Medications such as omeprazole, lansoprazole (so called Proton Pump Inhibitors- "PPI's"), ranitidine (an H2-Receptor Antagonist) etc work by reducing the amount of acid your stomach produces in the first place. Your stomach can still produce enough acid to do its work, but not enough to spillover/reflux. In most countries you can get quarter strength doses of these medications over the counter (which are not great), though in the USA, full strength capsules are freely available.

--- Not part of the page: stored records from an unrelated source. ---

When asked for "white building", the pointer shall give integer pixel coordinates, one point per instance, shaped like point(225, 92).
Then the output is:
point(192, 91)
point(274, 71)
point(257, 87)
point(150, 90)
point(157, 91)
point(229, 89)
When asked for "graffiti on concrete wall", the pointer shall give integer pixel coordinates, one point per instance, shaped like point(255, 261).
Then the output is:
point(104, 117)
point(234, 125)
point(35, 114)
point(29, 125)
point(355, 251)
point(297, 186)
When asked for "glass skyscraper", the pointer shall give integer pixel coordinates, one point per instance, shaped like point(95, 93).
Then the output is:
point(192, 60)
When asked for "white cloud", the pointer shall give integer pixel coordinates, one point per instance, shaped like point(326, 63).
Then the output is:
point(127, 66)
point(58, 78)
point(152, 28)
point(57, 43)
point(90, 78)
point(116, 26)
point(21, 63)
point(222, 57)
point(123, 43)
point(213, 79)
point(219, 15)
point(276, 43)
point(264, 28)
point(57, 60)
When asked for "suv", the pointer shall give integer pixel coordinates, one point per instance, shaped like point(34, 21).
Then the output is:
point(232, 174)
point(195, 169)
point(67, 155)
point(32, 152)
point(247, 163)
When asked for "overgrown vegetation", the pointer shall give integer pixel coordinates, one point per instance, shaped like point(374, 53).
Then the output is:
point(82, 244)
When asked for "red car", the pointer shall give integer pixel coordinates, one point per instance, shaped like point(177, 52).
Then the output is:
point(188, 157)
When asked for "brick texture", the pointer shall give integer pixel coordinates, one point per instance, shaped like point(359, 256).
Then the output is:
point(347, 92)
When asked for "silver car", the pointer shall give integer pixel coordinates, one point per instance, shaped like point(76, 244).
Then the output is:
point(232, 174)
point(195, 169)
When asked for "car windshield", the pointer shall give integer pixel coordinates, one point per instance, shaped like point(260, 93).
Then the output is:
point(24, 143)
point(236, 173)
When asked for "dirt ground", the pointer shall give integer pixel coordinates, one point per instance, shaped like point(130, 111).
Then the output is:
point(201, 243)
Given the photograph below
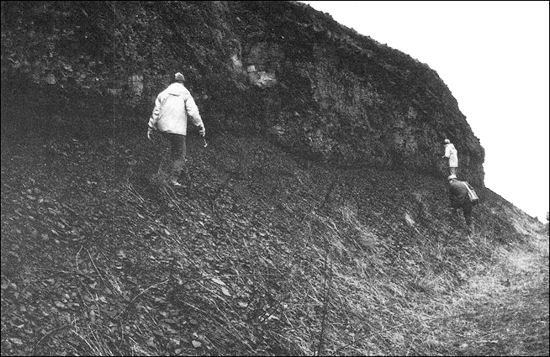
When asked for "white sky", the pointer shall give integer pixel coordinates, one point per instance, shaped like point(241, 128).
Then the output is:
point(493, 56)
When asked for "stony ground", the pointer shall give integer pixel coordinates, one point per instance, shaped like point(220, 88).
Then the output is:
point(261, 253)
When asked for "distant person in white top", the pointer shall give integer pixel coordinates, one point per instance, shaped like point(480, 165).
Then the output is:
point(452, 155)
point(172, 107)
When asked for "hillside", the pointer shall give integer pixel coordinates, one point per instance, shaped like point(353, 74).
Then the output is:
point(263, 253)
point(316, 221)
point(300, 79)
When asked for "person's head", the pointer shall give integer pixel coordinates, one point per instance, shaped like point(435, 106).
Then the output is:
point(178, 77)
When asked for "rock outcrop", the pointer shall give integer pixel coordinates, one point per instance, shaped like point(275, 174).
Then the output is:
point(279, 69)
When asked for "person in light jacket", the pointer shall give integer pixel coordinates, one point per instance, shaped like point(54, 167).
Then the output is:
point(452, 154)
point(458, 197)
point(173, 106)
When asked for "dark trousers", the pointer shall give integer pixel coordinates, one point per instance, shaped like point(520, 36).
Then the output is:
point(173, 164)
point(467, 211)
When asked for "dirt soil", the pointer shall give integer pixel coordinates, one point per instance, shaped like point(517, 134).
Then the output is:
point(261, 253)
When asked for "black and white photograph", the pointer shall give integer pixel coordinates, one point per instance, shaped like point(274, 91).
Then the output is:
point(275, 178)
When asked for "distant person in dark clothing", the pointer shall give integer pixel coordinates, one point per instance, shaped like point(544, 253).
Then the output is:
point(458, 196)
point(452, 154)
point(172, 108)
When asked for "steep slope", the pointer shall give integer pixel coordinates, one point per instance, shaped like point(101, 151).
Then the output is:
point(277, 69)
point(264, 253)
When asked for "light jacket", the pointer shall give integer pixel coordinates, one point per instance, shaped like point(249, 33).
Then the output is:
point(451, 154)
point(172, 107)
point(458, 194)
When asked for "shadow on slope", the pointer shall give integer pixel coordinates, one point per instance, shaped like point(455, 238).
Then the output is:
point(261, 253)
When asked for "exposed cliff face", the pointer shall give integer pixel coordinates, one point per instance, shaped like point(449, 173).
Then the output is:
point(275, 68)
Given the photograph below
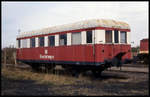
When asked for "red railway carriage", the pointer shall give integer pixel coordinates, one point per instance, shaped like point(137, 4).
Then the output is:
point(143, 55)
point(91, 44)
point(144, 46)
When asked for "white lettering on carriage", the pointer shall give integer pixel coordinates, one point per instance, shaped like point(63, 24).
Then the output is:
point(46, 57)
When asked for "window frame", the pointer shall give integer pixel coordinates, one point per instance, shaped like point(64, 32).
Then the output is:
point(19, 43)
point(39, 41)
point(65, 39)
point(90, 37)
point(72, 38)
point(31, 44)
point(106, 31)
point(125, 37)
point(49, 41)
point(116, 36)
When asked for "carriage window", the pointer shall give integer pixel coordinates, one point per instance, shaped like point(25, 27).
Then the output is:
point(89, 36)
point(76, 38)
point(108, 36)
point(63, 39)
point(123, 37)
point(41, 41)
point(32, 42)
point(24, 43)
point(116, 36)
point(19, 43)
point(51, 40)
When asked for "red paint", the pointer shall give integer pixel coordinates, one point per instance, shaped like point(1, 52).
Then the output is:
point(71, 31)
point(82, 53)
point(144, 45)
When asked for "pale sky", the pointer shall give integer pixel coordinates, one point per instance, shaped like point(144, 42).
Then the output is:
point(29, 16)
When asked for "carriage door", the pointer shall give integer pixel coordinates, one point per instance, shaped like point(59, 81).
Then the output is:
point(109, 45)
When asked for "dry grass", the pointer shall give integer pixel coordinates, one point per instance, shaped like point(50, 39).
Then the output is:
point(24, 82)
point(40, 78)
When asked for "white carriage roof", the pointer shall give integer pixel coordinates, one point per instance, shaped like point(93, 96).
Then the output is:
point(77, 25)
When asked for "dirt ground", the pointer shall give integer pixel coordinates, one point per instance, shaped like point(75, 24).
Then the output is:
point(113, 82)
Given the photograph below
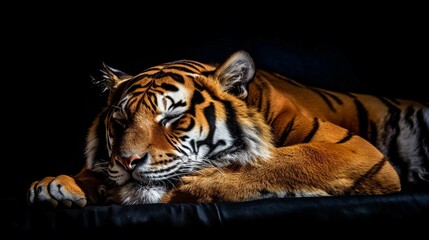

These medications are almost ideal drugs in that they are very safe, can be taken long-term and the body doesn't get used to them. Of course all drugs can cause side-effects in some people, but, these drugs that have been around for over 30 years and hugely widely used, so a lot is known about them. Still, best practice is to use only if needed and at the lowest effective dose. A rule of thumb, by the way, is that if you get reflux more than twice per week, you should take a medication every day. Not everyone's ideal situation when you're twenty-five or thirty years old, but none of this is about philosophy!
However, the one problem with PPI's etc is that they only work if you take them! That is the flaw with trying to cure a "mechanical" problem with a tablet.
Surgery
Anti-reflux surgery can work very well and is done by key-hole nowadays, but it is best reserved for those in whom medication is not working or who don't want to take more medications. Also, it must be done by a dedicated oesophageal surgeon as if it goes wrong, it can be difficult to fix.
Given how common reflux is, the long-term nature of its treatment and the issues of surgery, many non-invasive, endoscopic techniques have been tried. They work a bit, for a while, but are rarely a good solution. Also, they can't be done if you have an hiatus hernia.
A relatively new technique is to insert a titanium "bracelet" around the lower oesophagus to tighten things up. It seems to work but there are concerns because a plastic version of this was used back in the 1980's with disastrous consequences due to the ring eroding into the gullet.
Finally, some studies have been done on using an implantable "pace-maker" that controls the muscular tone of the the lower oesophagus. It's far to early to know if this really works.